There is a range of proposals to overcome more of those overheads
by tuning or replacing the implementation.  They all boil down to
increased sharing of common structure early in the execution pipeline,
with inlining and customization later allowing fully optimized JIT code.
Fredrik's "rabbit out of the hat" technique radically simplifies the
common structures, by relying on very strong box/unbox and varargs
optimizations later in the pipeline.  The current architecture avoids
reliance on those optimizations (which are hard to get 100% correct),
at the expense of more redundant copies of the IR and the bytecodes.

(The metaphor of "pipeline" is apt, although a code pipeline has a
different "fluid" running through each segment.  You can characterize
a code pipeline by its phases:  Loader, linker, interpreter, JIT.
Method handle IR adds more phases, including the lambda form
interpreter and bytecode renderer.)

The current architecture makes multiple copies of each general shape
of method handle, to distinguish different combinations of primitives vs.
references.  Internally, these shapes are represented in an IR which
shows up as "lambda forms".

The current story is that the cost of making a method handle is way
too high:  We generate bit of IR for any non-trivial method handle,
and those bits get composed and shoved down the code pipeline.
This leads to a large load of code, some of it useful and some not.
Also, the IR is retained in an executable form, causing heap bloat at scale.

These lambda forms are obnoxious in the heap and on the execution
stack not because they are representing small distinctions between code
shape, but rather because they are often generated one per method
handle.  I intended this to be a temporary state, before 8 FCS, alas.
We will be able to improve this state, soon, but it has been a long wait.

One of the reasons it has been difficult to make the improvement is that,
paradoxically, the existing over-production of lambda forms has some
advantages, akin to the advantages of over-inlining.  If your instruction
processing pipeline can handle a 10x overload of redundant instructions,
sometimes you win, because profiling and prediction tactics work better
on single-use instructions, as opposed to shared-use instructions.
This is true both at the bytecode and machine-code levels.

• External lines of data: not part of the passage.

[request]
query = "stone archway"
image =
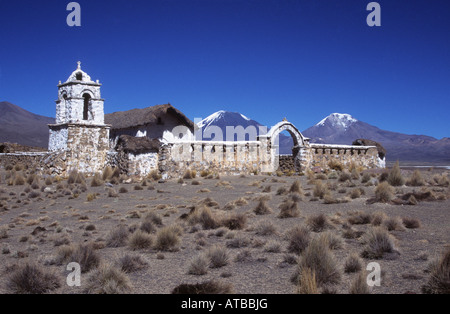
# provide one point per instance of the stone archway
(298, 150)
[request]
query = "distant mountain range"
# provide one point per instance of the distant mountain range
(20, 126)
(344, 129)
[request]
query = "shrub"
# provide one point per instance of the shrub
(208, 287)
(353, 264)
(307, 283)
(32, 279)
(318, 257)
(199, 265)
(355, 193)
(320, 189)
(218, 256)
(117, 237)
(107, 279)
(205, 217)
(365, 177)
(265, 228)
(167, 239)
(147, 226)
(411, 223)
(345, 176)
(318, 223)
(359, 285)
(299, 238)
(296, 187)
(19, 180)
(416, 179)
(235, 221)
(384, 192)
(395, 177)
(131, 263)
(378, 242)
(439, 281)
(360, 218)
(140, 240)
(288, 209)
(392, 224)
(334, 241)
(262, 208)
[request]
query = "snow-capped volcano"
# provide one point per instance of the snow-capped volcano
(338, 120)
(222, 116)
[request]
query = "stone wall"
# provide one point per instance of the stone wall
(87, 147)
(227, 158)
(364, 156)
(49, 162)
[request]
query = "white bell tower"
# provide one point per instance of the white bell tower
(80, 128)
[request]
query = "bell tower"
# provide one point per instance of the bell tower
(80, 128)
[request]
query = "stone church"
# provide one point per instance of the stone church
(161, 138)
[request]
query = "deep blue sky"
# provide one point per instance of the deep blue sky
(268, 59)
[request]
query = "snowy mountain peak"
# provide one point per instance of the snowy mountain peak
(341, 120)
(216, 117)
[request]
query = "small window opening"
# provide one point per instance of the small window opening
(87, 99)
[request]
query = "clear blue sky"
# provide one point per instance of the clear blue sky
(268, 59)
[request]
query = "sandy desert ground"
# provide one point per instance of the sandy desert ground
(242, 234)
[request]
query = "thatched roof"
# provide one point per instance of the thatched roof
(138, 145)
(366, 142)
(140, 117)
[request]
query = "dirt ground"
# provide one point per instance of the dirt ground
(67, 216)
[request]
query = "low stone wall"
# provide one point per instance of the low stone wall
(227, 158)
(364, 156)
(50, 162)
(286, 163)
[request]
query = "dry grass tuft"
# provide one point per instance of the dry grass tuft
(107, 279)
(319, 223)
(411, 223)
(168, 238)
(199, 265)
(299, 238)
(208, 287)
(319, 258)
(288, 209)
(416, 179)
(97, 180)
(307, 283)
(218, 256)
(118, 237)
(353, 264)
(359, 285)
(384, 192)
(32, 279)
(395, 177)
(378, 243)
(131, 263)
(235, 221)
(262, 208)
(140, 240)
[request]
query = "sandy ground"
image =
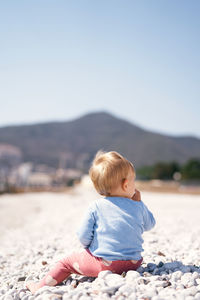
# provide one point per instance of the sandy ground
(47, 223)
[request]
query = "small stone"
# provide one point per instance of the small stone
(103, 274)
(160, 253)
(160, 264)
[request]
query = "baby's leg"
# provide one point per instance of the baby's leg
(76, 263)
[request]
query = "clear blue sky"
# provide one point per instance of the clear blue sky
(139, 60)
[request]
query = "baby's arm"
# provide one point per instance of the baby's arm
(136, 196)
(148, 218)
(86, 230)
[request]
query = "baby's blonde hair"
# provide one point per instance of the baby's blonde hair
(108, 171)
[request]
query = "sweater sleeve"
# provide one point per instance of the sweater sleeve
(86, 230)
(148, 218)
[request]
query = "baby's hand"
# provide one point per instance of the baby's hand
(136, 196)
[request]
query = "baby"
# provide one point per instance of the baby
(111, 232)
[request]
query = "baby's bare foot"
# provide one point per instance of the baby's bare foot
(32, 286)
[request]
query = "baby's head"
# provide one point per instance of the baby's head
(112, 174)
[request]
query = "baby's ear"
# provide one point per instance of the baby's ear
(124, 184)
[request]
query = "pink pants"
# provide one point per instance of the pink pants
(84, 263)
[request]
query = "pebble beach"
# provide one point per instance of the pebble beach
(38, 229)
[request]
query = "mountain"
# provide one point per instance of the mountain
(74, 143)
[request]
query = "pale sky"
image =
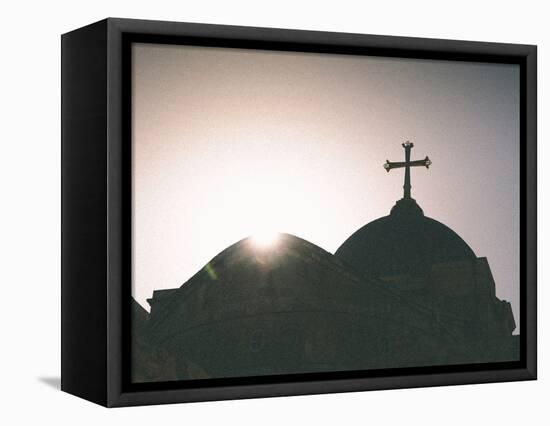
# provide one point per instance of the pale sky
(231, 142)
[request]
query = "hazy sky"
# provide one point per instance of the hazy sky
(231, 142)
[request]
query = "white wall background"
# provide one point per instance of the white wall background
(30, 211)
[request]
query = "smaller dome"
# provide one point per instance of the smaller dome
(405, 241)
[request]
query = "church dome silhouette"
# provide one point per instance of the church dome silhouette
(404, 242)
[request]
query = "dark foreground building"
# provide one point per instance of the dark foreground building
(404, 290)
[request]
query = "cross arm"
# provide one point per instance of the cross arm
(426, 162)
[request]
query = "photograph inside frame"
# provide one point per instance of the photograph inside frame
(303, 212)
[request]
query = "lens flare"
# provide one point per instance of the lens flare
(265, 239)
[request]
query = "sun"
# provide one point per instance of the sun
(265, 239)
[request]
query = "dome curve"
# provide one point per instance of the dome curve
(405, 241)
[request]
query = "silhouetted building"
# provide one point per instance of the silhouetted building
(403, 291)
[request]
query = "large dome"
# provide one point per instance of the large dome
(405, 241)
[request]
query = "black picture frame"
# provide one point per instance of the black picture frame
(96, 234)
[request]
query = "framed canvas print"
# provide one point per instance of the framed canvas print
(253, 212)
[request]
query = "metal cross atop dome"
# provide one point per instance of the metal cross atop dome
(407, 164)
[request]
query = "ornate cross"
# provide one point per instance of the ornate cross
(407, 164)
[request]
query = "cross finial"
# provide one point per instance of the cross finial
(426, 162)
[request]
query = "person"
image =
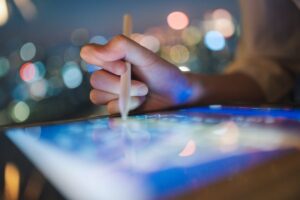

Our major challenge is to preserve existing performance peaks
while reducing the volume of IR and bytecodes going down the
pipeline.  The challenge is tied to the choice of IR, but not in
such as radical way that we need an IR change.  The real
challenge, as we see it, is twofold.

First, as method handles are built, recognize emergent similarities
of structure, and reuse similar bits of IR to build similar method
handles.  Put negatively, don't build full custom IR for each
method handle.  Put positively, build generic IR if you can get
away with it, or at least cache repeatedly built patterns, as possible.
You know you have won when people stop noticing IR dregs
in their heaps.

Second, as method handles are executed (and/or as their IR or
bytecodes are executed), collect profile data that will be useful
to the eventual full-custom object code at any or all of the relevant
invocation sites—or nowhere, if those sites don't exist.

These goals are in tension with each other, regardless of what
you call your IR.  Exploring this tension has been a key component
of our recent engineering.  In basic terms, profile information should
be attached as early as possible to the particular method handles
bound at an invokedynamic site, while each chunk IR should be
cagily shared among as many method handles as possible.

(The previous requirement is expressed in terms of indy call
sites, but it should extend to other kinds of method handle
call sites.  An indy call site is, in effect, an invokeExact of a
compile-time constant method handle, but we also have
optimizations for non-constant method handle invocations,
both exact and inexact.  Still, the focus is on indy.)

We can use the "pipeline" metaphor to observe that overly long
pipelines have drawbacks.  If code must be dynamically translated
into several different states before full throughput, it is possible
that some intermediate state will introduce an irregularity that
later phases will not be able to normalize or optimize.  This is
the case, for example, with the lambda form interpreter.  This
exists (a) to work around some bootstrap issues, and (b) to allow
programs to warm a little before committing to bytecode.
(A third advantage is an executable documentation of semantics.)
It appears that neither benefit is strong enough to overcome the
disadvantage of having the JIT stumble over the lambda form
interpreter, so we are likely to remove that phase.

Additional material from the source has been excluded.